London/Moskau. . Die Gespräche über die Ukraine am Freitag endeten ergebnislos. Mehr als sechs Stunden verhandelten US-Außenminister John Kerry und sein russischer Amtskollege Sergej Lawrow in London vergeblich hinter verschlossenen Türen. Moskau rüstet derweil in der Grenzregion weiter auf.
Es war der vielleicht letzte Versuch für eine Beilegung der Krim-Krise vor dem Referendum an diesem Sonntag über den Anschluss der ukrainischen Halbinsel an Russland: Mehr als sechs Stunden verhandelten US-Außenminister John Kerry und sein russischer Amtskollege Sergej Lawrow in London hinter verschlossenen Türen – ohne Ergebnis. „Wir haben keine gemeinsame Sicht“, bilanzierte Lawrow knapp nach dem Treffen. Kerry betonte, die USA und die internationale Gemeinschaft würden das Ergebnis des Krim-Referendums nicht anerkennen. Er äußert sich zudem besorgt über russische Truppenstationierung an der Grenze.
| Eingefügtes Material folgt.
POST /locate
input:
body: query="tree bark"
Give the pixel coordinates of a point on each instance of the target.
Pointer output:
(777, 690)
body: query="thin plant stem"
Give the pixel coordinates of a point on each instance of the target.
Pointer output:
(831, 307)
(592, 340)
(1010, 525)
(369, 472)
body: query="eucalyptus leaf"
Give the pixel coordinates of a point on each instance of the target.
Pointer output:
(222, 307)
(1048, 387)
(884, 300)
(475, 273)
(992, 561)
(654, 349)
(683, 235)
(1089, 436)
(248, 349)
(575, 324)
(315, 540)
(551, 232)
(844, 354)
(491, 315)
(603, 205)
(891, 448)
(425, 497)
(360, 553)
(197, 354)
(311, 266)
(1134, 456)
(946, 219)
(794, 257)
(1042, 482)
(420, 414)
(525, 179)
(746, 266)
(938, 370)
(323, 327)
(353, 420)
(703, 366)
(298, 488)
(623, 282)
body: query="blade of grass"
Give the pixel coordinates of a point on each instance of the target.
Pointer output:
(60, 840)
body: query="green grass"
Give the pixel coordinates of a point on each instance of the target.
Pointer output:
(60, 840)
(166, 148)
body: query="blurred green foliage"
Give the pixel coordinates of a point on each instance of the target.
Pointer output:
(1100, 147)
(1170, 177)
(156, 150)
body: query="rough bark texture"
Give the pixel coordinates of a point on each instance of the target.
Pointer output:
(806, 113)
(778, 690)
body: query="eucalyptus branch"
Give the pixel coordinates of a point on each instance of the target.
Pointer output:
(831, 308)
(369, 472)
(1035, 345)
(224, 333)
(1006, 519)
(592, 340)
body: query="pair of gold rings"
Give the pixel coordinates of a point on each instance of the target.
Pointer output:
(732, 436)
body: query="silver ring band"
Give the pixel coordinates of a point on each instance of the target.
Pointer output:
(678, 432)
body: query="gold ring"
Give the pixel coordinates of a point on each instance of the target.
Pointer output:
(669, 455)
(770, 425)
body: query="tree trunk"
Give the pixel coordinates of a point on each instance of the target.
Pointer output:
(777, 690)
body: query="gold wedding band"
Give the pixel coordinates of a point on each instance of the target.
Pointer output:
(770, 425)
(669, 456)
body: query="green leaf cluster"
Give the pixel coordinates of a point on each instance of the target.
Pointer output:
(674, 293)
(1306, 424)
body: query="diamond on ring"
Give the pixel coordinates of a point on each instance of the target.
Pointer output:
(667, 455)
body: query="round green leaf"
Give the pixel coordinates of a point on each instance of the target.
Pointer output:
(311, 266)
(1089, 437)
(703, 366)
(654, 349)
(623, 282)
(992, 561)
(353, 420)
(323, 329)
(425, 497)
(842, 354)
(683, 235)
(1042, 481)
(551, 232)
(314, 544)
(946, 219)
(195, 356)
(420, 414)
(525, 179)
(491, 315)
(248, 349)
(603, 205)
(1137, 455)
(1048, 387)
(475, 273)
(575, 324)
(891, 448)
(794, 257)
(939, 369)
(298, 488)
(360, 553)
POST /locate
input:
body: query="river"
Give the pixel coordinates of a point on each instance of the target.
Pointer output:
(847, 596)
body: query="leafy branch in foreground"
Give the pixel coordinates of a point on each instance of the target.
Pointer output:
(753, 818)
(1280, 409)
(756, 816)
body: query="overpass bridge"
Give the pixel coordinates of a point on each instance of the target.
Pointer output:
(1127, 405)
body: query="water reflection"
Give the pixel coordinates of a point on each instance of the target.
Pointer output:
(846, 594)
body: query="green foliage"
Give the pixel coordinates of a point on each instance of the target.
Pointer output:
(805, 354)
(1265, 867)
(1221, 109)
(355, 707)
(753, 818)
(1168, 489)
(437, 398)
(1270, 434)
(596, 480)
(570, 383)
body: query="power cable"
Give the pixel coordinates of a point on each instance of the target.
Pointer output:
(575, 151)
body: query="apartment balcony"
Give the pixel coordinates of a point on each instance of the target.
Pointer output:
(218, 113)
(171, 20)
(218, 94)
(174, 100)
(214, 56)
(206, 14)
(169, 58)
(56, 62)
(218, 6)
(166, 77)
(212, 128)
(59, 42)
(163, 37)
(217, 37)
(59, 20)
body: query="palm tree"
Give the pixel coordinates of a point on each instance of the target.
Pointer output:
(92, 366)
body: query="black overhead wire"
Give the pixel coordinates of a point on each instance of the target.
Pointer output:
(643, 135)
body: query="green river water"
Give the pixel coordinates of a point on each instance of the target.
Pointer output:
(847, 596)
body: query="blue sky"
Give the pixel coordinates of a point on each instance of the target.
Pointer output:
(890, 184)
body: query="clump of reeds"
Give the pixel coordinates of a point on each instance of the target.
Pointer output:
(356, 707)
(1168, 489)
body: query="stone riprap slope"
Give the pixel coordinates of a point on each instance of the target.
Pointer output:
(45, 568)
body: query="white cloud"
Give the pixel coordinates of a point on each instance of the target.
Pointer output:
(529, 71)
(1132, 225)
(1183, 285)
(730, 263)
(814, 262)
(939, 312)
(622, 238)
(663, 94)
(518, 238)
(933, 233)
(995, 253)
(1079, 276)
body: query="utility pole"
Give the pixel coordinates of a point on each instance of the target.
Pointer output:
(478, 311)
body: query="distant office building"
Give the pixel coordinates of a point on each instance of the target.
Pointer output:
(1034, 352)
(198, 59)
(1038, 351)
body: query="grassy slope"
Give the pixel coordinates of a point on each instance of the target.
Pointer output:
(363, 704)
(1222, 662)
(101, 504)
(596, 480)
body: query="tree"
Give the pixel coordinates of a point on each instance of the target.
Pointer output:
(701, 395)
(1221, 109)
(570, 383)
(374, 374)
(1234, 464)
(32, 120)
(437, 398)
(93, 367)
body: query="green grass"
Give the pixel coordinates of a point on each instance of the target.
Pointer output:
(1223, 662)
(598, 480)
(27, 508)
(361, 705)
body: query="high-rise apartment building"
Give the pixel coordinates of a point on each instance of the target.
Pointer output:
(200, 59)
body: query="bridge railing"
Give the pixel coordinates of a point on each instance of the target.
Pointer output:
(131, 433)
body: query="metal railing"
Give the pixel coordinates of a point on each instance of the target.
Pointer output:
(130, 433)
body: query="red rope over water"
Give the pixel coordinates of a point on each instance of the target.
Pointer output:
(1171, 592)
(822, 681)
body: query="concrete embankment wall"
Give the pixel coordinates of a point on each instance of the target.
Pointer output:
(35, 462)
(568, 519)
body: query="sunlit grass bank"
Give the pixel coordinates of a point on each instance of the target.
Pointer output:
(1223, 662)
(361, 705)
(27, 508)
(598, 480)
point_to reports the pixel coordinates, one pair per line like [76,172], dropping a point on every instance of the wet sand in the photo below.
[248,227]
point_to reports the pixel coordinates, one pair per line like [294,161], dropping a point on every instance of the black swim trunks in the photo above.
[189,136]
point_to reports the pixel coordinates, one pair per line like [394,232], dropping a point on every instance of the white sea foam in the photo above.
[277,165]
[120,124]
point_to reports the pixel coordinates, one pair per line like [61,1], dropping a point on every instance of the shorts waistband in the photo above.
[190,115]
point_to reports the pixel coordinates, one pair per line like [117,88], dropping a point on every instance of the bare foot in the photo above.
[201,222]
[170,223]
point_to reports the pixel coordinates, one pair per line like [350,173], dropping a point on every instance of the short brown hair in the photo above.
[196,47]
Denn Moskau verschärfte den Druck auf die Ukraine. Auf der Krim tauchte gestern schwere russische Artillerie auf. Die Nachrichtenagentur Unian ortete dort mehr als ein Dutzend S 300-Raketensysteme, außerdem fünf moderne „Hyazinth“-Geschütze sowie eine Kolonne mit zwölf „Uragan“-Raketensalvenwerfern.
Neue russische Manöver
Zuvor hatten russische Streitkräfte bereits neue Manöver an der ukrainischen Ostgrenze gestartet. Laut der Nachrichtenagentur ITAR-Tass sollen die Übungen in den Grenzregionen Rostow, Belgorod und Kursk bis Ende des Monats dauern, Anwohner filmten bei der Bahnstation Wesjolaja Lopan 30 Kilometer von der ukrainischen Grenze einen Zug mit Panzern. Viele Ukrainer befürchten nun, Russland werde unter diesem Vorwand nach der Krim auch die Ostukraine militärisch besetzen.
Gleichzeitig kam es in der ostukrainischen Stadt Donezk zu blutigen Auseinandersetzungen zwischen pro-russischen und pro-ukrainischen Demonstranten. Eine Kundgebung für die Einheit der Ukraine und eine Gegendemonstration endeten in Massenschlägereien. Auf einem Video, das das Nachrichtenportal Novosti Donbassa veröffentlichte, attackieren Männer, die „Russland, Russland!“ und „Auf die Knie!“ skandieren, mit Steinen, Feuerwerkskörpern und Fäusten eine Gruppe Ukrainer, die sich mit Pfeffergas wehren und schließlich Zuflucht in Polizeibussen finden. 29 Menschen wurden verletzt, ein Mitglied der rechtsextremen antirussischen Partei „Swoboda“ starb an einem Messerstich.
Gestern aber verkündete das russische Außenministerium auf seiner Internetseite, bei den „tragischen Ereignissen“ in Donezk hätten ukrainische Rechtsradikale friedliche prorussische Demonstranten überfallen. Die Kiewer Staatsmacht kontrolliere die Lage nicht mehr. Und weiter: „Russland ist sich seiner Verantwortung für Landsleute und Mitbürger in der Ukraine bewusst und behält sich das Recht vor, die Menschen unter seinen Schutz zu nehmen.“
„Militärschlag ist möglich“
Der ukrainische Geheimdienst SBU teilte mit, in der Nacht zu Mittwoch sei eine Gruppe russischer Militärspione im Gebiet um die Stadt Cherson gefasst worden, die versucht hätte, ukrainische Einheiten auszuspionieren. „In den nächsten Tagen droht eine massierte Destabilisierung des Südens und des Ostens der Ukraine“, sagte Andrei Illarionow, Ex-Wirtschaftsberater von Wladimir Putin. „Auch ein Militärschlag ist möglich.“ Der Kiewer Politologe Wadim Karasjew glaubt, noch werde Russland keinen Einmarsch riskieren.
Das zumindest betonte am Freitagabend auch Russlands Außenminister Sergej Lawrow nach dem Gespräch mit John Kerry in London: Es gebe im Kreml keine Pläne für eine Invasion in die Ukraine.